Farmer Reaps the Benefit of Embracing Conservation Agriculture
A tale of how a lead farmer in Chongwe District, Zambia has defied the odds and has moved herself out of poverty, through an integrated and diversified farming enterprise.
As a widow and retired school teacher, Madam Margaret Chisangano moved to the village in 1990, with limited resources for herself and her household. Unlike many highly populated African countries, farmland is not a constraint in Zambia. Margaret acquired nearly five hectares of communal land where she built a small temporary hut and started rearing local goats in her homestead. She also began to grow maize, initially on one hectare of land, but her crop harvest was low because of low soil fertility and erratic rains.
As a female-headed household she also had insufficient labour supply. She barely harvested one ton of corn, even with good rains. The soil fertility problem got worse each year and the land became drier, culminating to an annual yield decline as less biomass and nutrients were being returned to the land than were removed by crops. However, things changed when Margaret started to adopt diversified, low-input and integrated production systems, in particular, conservation agriculture and integrated crop-livestock system.
Payback from Nurturing the Chongwe Soil
With a strong determination and willingness to learn new things, Margaret embraced the practice of Conservation Agriculture (CA).
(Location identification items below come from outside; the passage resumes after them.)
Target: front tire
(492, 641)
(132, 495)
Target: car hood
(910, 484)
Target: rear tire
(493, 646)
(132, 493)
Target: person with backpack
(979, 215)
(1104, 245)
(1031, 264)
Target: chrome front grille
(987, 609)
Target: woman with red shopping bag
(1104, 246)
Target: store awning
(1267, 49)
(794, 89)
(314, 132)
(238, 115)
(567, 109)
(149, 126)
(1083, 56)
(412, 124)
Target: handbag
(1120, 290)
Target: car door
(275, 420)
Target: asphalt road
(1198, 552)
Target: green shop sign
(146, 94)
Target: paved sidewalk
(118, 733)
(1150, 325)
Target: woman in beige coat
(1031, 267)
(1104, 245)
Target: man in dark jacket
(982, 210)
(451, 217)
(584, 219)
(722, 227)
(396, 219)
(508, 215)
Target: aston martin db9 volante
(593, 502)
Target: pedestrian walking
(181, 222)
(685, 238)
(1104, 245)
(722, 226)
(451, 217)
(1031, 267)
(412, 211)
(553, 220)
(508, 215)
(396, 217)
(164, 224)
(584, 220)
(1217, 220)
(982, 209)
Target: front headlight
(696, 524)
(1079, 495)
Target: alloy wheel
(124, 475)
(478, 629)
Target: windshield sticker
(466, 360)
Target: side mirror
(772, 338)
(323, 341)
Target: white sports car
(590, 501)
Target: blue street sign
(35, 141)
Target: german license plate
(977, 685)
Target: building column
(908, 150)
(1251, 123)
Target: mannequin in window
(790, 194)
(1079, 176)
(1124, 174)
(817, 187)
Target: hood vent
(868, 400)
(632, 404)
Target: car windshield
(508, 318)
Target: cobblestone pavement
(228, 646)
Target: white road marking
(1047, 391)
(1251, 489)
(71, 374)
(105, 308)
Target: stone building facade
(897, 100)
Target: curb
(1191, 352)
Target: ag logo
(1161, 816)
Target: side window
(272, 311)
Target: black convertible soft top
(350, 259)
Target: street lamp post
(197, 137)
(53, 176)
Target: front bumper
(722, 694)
CA involves three interrelated principles (www.fao.org/ag/ca): i) zero or minimum tillage (using hand-hoe basins or ripping) and direct sowing, ii) soil cover surface with organic residues (mainly maize stover), and iii) crop diversification in sequence, rotation or association with annuals and perennials, including legumes. The research, development, practice and spread of CA, as well as its economic and environmental benefits have been documented elsewhere (Kassam et al, 2009). The practice enhances soil health, improves the productive capacity, water conservation and ecosystem services.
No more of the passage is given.